À la fin de l’année 2022, un service spécial lancé par nos experts pour repérer les portes dérobées et les vulnérabilités des logiciels libres a rassemblé des données sur 3 000 paquets vulnérables et malveillants stockés dans des référentiels populaires. Environ 35% des vulnérabilités exposées présentaient un niveau de danger élevé et 10% un niveau de danger critique.

"Le problème de la confiance dans les logiciels libres peut être particulièrement critique pour les produits ayant des exigences de sécurité élevées, par exemple dans le secteur des infrastructures critiques. Dans ce cas, un effort supplémentaire de validation et d'analyse du code est toujours le bienvenu. L'approche par la cyber-immunité vise à résoudre le problème posé par l'utilisation de code de qualité inconnue, grâce aux principes d'isolation et de contrôle des interactions mis en œuvre dans KasperskyOS".

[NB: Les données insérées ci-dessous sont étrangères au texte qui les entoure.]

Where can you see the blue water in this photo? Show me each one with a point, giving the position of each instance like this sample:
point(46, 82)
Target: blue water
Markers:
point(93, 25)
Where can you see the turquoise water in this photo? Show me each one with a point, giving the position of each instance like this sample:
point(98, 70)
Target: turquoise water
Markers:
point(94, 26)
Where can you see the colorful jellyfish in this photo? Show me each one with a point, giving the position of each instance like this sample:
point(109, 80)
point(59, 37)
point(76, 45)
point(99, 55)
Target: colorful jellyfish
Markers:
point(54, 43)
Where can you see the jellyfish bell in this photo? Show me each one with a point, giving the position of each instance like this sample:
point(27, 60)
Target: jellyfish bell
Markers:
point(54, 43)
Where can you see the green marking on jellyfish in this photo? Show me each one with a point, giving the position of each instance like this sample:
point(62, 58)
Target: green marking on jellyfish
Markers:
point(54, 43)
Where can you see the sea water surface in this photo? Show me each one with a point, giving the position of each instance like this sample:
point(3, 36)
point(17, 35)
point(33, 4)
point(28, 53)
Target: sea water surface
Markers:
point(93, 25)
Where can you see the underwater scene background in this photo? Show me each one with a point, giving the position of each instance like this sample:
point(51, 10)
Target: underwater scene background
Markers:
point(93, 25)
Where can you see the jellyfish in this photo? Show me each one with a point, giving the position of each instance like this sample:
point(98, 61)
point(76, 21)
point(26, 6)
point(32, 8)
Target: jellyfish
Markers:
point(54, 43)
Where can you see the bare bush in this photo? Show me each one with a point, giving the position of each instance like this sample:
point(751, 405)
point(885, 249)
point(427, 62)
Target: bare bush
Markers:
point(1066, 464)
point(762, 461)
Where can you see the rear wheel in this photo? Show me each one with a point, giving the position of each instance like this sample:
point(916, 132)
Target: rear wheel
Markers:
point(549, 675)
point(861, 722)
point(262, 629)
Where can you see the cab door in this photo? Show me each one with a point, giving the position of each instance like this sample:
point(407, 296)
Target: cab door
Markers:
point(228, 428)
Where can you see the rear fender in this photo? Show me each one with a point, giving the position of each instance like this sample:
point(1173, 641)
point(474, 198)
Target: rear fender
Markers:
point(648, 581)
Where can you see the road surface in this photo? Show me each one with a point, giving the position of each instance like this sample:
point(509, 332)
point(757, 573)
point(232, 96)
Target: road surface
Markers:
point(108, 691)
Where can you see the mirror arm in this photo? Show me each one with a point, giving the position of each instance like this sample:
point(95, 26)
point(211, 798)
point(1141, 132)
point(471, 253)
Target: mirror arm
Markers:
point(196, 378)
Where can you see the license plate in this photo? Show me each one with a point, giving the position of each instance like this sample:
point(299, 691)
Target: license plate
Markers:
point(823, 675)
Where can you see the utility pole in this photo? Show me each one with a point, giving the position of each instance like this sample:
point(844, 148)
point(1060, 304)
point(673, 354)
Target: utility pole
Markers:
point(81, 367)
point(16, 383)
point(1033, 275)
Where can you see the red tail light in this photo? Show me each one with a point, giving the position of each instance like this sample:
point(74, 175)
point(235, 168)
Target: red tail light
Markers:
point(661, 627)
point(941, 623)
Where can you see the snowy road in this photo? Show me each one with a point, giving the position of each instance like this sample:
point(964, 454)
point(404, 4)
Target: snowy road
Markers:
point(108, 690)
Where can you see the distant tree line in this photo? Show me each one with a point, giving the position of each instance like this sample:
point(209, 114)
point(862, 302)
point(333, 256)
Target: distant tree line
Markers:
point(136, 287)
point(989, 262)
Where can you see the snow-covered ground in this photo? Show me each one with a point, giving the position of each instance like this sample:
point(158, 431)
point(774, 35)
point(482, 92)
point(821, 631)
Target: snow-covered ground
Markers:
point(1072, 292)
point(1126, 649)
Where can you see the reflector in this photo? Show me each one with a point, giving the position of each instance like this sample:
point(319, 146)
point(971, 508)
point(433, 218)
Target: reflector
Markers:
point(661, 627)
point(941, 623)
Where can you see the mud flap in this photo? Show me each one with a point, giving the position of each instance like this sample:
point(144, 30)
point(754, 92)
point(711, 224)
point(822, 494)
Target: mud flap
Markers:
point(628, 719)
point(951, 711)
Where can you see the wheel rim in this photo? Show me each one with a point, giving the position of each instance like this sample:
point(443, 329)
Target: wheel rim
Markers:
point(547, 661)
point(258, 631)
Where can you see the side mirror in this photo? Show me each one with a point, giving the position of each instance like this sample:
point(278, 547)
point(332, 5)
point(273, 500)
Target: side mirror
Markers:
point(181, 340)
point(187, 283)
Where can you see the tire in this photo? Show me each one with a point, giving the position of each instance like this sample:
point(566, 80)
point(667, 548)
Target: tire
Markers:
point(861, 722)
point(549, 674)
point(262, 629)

Selon vous, quelle est la meilleure façon d’acculturer le grand public aux notions de cybersécurité et de cyber-immunité ?

On observe que l’ensemble du monde progressiste accorde de plus en plus d’attention à l’approche de la sécurité dès la conception. Il s’agit d’une tendance extrêmement importante, qui permettra à l’humanité d’évoluer vers un avenir plus sûr.

Il est indispensable de réunir les meilleurs représentants du secteur pour mener des recherches conjointes et développer des outils ainsi que des recommandations et des normes.

Chez Kaspersky, nous avons commencé par impliquer les étudiants dans le développement sécurisé en leur enseignant l’approche cyber-immune, notamment via des rencontres et des hackathons. Nous travaillons également sur des normes industrielles, qui s’appuient sur des techniques inhérentes à la méthodologie cyber-immune et à d’autres approches de conception sécurisée.